Generación Alfa: cómo son los niños nacidos después de 2010
La generación Alfa es la primera en considerar la tecnología no solo como un medio, sino como una parte integral e inseparable de su existencia
Tras la generación de los millennial, los niños nacidos después del 2010 son conocidos como «generación Alpha» o «generación Alfa», cuyas características principales analizamos a continuación, además de explicaros de qué modo se comportan con respecto a la sociedad en la que viven.
Qué es la generación Alfa
Los niños de la actualidad, los cuáles se integran dentro de la generación «Alfa», son niños que parecen haber nacido con un móvil o tablet bajo el brazo. Son capaces de hacer funcionar cualquier dispositivo con apenas 3 años, aprenden a escribir con el teclado antes de usar el lápiz, producen videos musicales con el teléfono móvil y a menudo son fuentes confiables de información tecnológica para los padres: nacidos después de 2010 , la generación Alfa es la primera en considerar la tecnología no solo como un medio, sino como una parte integral e inseparable de su existencia.
Al margen de su evidente apego a los smartphones y tablets, los niños de la generación Alfa, se caracterizan por tener un elevado potencial creativo, prueba irrefutable del uso constante de la tecnología.
De hecho, incluso en las escuelas la tecnología ha comenzado a ser decisiva y lo mismo ocurre en casa, con la familia. Indudablemente, esto representa una ventaja desde el punto de vista de la libertad y el desarrollo de habilidades expresivas en un entorno altamente relacional y no conflictivo, abierto a la creatividad y a diferentes inclinaciones individuales, pero claro no todo es bueno.
La generación Alfa es también una generación cada vez más alienada, es decir, una generación de niños cada vez más aislados de la realidad dando pie a niños muy individuales, que apenas se relacionan con nadie a no ser que sea por redes o por internet.
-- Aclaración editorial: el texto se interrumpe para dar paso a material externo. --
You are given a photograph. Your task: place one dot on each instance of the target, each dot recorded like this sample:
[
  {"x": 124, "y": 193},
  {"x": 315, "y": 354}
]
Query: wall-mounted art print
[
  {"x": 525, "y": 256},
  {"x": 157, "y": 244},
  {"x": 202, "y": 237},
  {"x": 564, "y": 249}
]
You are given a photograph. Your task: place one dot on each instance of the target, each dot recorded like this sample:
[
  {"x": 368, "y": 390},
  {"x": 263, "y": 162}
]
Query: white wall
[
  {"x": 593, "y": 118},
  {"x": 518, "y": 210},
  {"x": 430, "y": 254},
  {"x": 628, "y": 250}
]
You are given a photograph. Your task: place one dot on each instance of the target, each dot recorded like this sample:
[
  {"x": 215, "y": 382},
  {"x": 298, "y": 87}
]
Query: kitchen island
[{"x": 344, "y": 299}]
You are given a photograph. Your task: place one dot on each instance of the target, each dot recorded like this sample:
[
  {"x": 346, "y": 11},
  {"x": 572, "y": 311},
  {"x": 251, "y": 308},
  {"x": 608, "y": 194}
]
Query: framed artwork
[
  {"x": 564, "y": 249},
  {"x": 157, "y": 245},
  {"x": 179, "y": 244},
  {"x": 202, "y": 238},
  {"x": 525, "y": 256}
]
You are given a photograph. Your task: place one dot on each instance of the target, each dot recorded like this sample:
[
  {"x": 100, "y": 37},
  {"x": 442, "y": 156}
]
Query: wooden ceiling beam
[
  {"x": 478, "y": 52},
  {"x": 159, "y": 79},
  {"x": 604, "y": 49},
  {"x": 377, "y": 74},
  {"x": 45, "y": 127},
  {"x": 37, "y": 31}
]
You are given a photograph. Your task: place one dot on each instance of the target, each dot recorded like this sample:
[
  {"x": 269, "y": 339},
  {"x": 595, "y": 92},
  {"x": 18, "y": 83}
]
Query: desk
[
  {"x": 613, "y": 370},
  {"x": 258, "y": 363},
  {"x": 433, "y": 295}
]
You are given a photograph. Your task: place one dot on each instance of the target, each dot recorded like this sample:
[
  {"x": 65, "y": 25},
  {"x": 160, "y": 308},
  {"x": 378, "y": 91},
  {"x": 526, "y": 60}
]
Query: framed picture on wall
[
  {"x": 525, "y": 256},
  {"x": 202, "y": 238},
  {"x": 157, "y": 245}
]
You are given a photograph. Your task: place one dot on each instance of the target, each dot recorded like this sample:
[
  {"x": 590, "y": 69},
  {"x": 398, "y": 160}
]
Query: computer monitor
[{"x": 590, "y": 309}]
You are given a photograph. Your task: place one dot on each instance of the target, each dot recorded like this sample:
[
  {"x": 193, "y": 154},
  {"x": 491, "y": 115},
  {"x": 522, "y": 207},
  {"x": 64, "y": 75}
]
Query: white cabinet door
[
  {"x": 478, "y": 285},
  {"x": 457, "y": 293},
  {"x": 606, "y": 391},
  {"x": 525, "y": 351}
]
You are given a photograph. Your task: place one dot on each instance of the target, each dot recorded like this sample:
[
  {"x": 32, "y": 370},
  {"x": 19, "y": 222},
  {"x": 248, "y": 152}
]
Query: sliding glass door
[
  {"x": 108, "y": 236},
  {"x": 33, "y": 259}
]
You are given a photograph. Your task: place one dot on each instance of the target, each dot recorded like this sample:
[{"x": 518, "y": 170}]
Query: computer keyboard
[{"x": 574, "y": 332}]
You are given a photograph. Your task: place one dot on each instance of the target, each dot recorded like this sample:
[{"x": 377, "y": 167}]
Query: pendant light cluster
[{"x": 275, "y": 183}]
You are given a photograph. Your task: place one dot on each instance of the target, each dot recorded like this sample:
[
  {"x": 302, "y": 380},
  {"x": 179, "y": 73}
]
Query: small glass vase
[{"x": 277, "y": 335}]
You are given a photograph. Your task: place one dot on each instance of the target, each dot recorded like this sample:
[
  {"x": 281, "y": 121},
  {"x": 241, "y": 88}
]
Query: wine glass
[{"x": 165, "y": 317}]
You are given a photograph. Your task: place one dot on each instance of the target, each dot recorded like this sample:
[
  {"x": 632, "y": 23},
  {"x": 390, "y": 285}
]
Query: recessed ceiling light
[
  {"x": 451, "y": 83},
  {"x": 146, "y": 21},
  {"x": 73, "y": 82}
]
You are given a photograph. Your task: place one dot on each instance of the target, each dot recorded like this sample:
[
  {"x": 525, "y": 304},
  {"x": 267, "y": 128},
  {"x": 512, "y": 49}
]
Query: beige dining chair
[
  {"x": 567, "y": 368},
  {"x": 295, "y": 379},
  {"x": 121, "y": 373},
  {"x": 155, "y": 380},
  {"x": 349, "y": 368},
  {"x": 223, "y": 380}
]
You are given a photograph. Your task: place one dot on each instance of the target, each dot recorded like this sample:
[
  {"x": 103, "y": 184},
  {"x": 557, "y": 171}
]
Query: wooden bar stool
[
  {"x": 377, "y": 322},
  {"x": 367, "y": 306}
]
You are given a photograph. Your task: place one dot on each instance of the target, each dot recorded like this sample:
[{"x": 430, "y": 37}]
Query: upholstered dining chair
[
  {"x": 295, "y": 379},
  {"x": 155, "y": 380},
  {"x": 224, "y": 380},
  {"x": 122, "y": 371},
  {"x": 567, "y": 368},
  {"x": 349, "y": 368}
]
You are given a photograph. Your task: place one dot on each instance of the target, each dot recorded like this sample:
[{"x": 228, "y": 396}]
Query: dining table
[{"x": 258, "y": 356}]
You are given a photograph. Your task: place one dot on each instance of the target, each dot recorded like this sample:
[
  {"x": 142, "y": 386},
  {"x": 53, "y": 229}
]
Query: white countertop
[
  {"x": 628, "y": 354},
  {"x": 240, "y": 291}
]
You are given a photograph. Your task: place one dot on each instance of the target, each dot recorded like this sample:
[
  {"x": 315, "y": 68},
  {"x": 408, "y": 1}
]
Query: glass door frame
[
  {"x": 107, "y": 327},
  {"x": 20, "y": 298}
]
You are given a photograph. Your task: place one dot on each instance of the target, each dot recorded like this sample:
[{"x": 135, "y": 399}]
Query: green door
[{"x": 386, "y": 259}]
Niños que en algunos casos, sobretodo aquellos que tienen ahora 8 o 9 años, prefieren hablar con sus amigos por Instagram en lugar de quedar con ellos para jugar en el parque.
Generación Alfa: Atención a la dependencia y cómo deben actuar los padres
¿Qué deben vigilar los adultos que tienen hijos nacidos después de 2010? La consecuencia potencialmente problemática de esta inmersión total en lo digital, especialmente con la llegada de la adolescencia, es la creación de modelos ideales y expectativas que son difíciles de lograr: la sociedad de los medios y su fortalecimiento a través de las redes sociales significa que los niños no nunca se sienten lo suficientemente bellos y populares, en una búsqueda continua de gustos y aprobación de un público indistinto. Esta tendencia comenzó ya desde la década anterior, pero en los nacidos después de 2010 se ha exacerbado mucho más.
Esta es una generación con enorme potencial, pero es también una generación demasiado vulnerable, incapaz de asumir la derrota, el dolor o porqué no decirlo, incapaz de que sus padres les de un «no» por respuesta ante sus peticiones, que por otro lado, suelen ser muchas.
No olvidemos que son niños «enganchados» a sus móviles, o a los de sus padres, y por ello no dejan de ser potenciales consumidores, lo que hace que se conviertan en unos expertos a la hora de pedir todo lo que ven anunciado en redes sociales, o todo lo que promocionan los «influencers» o «youtubers» de turno a los que no dudan en seguir como si fueran una religión.
Como padres, debemos educar a los hijos en la realidad que les rodea y no únicamente en la virtualidad que provoca la pantalla. Los niños tienen que aprender valores familiares, valores sociales y sobre todo, abrirse a los demás para que aprendan a valorar a las personas por cómo son y no por quienes son o por cuántos «followers» tienen. Que conozcan la vida real y no solo el mundo de las redes sociales donde todo es falso y «postureo» para ganar «likes».
Precisamente la aceptación (o la falta de ella) es otra de las cosas que caracteriza a esta generación, basada en grandes propósitos que adquieren de parte de sus «ídolos tecnológicos» pero que nunca llevan a cabo. Muchos ven en internet el discurso de «hay que quererse y aceptarse tal y como uno es» y a la vez, son testigos de patrones de conducta y cuerpos que son todos perfectos, entonces ¿con qué se quedan? ¿ Con el hecho de ser naturales o aceptarse tal cual son, o con la imagen distorsionada de gente perfecta y siempre feliz que aparece en Instagram o en cualquier de red social?.
Son niños como decimos más vulnerables que generaciones anteriores, capaces de creer todo lo que ven en las pantallas de su smartphone o tablet, de modo que como padres debemos hacerles entender que la única realidad que existe, es la palpable, y que aunque el mundo haya cambiado, ellos son el futuro y deben sacar provecho de la suerte que tienen de vivir en la era en la que han nacido.